Sharp transition zones, or “edges”, can be mapped across the 2D cortical surface using automated image processing techniques

The line-based approach above provides proof of principle that rs-fcMRI measures can delineate putative cortical boundaries in individual subjects. However, mapping functional transitions throughout the cortex using this approach would be highly time-consuming and inefficient. Therefore, it was important to develop a computational approach that takes advantage of the information in rs-fcMRI data more efficiently.

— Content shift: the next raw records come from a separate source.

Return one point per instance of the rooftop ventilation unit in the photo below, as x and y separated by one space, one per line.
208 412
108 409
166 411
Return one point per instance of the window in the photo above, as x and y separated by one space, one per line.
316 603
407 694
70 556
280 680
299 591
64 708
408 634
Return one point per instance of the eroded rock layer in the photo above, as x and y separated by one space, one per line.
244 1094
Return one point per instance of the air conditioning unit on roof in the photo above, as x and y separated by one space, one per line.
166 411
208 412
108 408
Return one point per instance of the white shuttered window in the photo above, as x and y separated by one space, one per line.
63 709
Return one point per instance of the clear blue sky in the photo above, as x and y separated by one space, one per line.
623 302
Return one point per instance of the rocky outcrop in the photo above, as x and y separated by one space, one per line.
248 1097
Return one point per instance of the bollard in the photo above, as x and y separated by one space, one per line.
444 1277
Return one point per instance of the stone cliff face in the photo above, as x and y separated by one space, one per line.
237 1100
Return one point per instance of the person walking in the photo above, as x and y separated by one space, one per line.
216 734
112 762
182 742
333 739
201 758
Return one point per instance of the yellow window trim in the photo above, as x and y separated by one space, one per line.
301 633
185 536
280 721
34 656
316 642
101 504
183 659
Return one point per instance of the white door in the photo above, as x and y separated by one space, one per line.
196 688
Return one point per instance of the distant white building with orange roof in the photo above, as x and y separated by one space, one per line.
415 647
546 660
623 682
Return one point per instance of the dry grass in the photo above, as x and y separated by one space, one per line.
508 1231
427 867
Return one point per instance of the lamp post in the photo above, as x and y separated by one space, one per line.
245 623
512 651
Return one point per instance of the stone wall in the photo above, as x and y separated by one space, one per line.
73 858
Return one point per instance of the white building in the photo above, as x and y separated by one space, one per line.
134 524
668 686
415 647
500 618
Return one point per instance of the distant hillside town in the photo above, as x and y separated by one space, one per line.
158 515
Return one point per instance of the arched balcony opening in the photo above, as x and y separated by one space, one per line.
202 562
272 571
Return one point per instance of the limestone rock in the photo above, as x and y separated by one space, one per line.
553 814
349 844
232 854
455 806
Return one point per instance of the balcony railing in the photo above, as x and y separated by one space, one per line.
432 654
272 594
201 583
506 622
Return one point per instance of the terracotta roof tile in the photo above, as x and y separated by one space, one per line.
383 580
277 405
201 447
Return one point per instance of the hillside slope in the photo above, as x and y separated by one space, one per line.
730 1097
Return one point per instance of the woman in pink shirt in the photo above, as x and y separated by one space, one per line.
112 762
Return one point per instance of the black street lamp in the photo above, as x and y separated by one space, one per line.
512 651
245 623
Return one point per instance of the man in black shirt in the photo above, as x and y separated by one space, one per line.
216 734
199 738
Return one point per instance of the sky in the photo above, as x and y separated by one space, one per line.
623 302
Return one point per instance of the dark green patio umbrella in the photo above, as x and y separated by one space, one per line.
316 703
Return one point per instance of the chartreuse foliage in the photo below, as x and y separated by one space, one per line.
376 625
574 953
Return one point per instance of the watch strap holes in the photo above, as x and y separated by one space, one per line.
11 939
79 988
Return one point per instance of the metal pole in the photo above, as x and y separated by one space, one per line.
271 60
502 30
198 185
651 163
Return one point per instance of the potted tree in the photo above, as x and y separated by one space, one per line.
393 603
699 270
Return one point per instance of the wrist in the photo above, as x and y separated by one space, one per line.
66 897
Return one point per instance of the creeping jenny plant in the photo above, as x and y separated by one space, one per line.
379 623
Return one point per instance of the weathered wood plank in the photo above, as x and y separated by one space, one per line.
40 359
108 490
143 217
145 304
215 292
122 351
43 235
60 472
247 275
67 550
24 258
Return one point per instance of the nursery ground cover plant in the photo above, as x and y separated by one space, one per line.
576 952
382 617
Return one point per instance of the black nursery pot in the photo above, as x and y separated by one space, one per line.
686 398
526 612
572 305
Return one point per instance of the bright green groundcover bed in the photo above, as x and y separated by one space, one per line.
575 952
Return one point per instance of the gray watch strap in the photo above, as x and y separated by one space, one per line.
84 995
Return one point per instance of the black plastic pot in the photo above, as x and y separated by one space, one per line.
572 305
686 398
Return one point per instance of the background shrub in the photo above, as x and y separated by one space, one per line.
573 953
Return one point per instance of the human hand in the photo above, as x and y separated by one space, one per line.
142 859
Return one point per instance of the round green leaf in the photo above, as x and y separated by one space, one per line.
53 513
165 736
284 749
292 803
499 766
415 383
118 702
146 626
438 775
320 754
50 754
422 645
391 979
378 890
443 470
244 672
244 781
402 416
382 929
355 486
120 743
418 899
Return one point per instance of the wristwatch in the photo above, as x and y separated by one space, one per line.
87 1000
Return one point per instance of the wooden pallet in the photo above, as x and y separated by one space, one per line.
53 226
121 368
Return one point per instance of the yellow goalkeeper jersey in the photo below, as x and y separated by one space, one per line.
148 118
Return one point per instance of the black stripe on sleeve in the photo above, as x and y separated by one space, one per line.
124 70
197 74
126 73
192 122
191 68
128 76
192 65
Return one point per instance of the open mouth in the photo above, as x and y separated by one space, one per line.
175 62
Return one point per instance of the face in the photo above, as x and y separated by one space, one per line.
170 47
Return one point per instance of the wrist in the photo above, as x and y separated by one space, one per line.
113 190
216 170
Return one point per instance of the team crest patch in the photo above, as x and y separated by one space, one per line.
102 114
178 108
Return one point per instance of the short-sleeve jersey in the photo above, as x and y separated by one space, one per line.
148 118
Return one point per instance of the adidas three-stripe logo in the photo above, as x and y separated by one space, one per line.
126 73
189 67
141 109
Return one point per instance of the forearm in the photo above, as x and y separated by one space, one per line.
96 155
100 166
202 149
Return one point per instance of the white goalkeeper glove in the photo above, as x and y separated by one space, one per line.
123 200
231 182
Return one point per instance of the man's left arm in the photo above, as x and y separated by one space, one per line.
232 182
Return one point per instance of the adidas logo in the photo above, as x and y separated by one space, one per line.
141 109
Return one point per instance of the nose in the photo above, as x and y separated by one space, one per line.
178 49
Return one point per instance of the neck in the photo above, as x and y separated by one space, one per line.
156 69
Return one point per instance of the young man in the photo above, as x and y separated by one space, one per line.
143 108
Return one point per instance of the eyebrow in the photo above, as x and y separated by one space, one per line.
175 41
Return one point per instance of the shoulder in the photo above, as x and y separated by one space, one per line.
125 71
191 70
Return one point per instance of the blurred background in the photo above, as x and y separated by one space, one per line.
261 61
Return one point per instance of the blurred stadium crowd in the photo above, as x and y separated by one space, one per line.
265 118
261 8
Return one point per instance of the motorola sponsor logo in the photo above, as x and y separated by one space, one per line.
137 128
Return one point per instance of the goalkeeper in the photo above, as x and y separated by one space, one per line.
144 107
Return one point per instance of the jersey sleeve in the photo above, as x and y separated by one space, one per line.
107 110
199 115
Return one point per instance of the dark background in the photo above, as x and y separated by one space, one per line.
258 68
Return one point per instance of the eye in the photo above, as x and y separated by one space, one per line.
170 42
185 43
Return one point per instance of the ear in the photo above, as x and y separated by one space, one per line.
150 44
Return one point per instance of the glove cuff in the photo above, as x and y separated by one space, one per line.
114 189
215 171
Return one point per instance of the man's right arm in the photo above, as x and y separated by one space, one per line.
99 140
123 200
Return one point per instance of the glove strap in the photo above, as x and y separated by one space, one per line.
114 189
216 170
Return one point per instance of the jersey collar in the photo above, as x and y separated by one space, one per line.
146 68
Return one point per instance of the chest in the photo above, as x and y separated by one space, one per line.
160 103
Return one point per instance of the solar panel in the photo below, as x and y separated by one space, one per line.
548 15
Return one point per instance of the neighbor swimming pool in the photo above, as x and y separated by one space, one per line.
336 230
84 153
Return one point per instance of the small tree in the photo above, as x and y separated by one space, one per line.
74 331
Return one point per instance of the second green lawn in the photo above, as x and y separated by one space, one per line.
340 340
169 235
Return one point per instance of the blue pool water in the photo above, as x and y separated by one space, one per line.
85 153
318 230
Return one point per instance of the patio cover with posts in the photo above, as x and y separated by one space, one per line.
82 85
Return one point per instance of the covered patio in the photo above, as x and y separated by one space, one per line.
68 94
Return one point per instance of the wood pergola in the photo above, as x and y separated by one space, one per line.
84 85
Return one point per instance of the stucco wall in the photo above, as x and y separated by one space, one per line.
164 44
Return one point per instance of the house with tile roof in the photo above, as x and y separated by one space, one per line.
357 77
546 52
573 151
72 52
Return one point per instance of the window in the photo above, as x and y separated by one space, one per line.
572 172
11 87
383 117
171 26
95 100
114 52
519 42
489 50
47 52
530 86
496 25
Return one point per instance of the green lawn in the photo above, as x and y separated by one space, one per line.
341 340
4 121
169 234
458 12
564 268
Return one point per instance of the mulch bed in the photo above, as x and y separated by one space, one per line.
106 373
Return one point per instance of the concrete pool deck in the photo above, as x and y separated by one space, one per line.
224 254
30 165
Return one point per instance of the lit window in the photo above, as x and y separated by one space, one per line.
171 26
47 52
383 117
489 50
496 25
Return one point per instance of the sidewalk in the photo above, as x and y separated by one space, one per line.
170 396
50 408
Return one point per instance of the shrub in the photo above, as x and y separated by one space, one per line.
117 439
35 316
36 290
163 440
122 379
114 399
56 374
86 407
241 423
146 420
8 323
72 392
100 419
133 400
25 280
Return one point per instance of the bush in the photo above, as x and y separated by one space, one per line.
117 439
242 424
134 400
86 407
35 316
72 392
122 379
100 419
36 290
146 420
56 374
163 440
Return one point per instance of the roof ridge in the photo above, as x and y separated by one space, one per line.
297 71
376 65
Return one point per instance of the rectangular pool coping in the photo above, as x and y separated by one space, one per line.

Using a 2D grid of seed regions (i.e. a “patch”) on the cortical surface (Figure 5A), eta2 coefficients were computed for all pairs of seed regions within the patch, yielding a 2D eta2 profile map for each of the seed regions comprising the patch. Each 2D eta2 profile map (Figure 5B) was processed with a Canny edge detection algorithm (Canny, 1986), a method for rapid automated discrimination of strong gradients (edges), creating a binary “edge map” for each seed (Figure 5C, blue overlay). These binary maps were averaged to generate an ‘edge consistency map’ for the grid, where intensity at each location represents the fraction of maps in which that location was considered an edge (Figure 5D). The line-based and edge-detection-based approaches are consistent with one another. The transitions obtained in the line analysis described above (circles and triangles), spatially align with the putative edges determined by the edge consistency analysis, as indicated by the bright red pixels crossing the line of seed points.

As seen in Figure 5D, the set of candidate boundaries derived using this method extend over regions of the flat map that are appropriate in size and trajectory for cortical area boundaries, Thus, processing large portions of the brain can be done much more efficiently using an automated computational approach. In addition, because the analysis is sensitive to gradients in any direction along the cortical sheet, it is inherently more appropriate for systematic identification of cortical area boundaries.

Several putative areas in Figure 5D are only partially enclosed by the presently detected boundaries. This might in part reflect a non-optimal thresholding strategy in the current algorithm but it may also represent a lack of differentiation between functional areas based on resting functional connectivity. If two neighboring functional areas have similar connectivity profiles, the eta2 coefficient between maps in the two areas will be high, and such boundaries may not be detected by our current methods. Thus, convergence across methods and a combination of different approaches may be needed to elucidate the entire set of cortical functional areas.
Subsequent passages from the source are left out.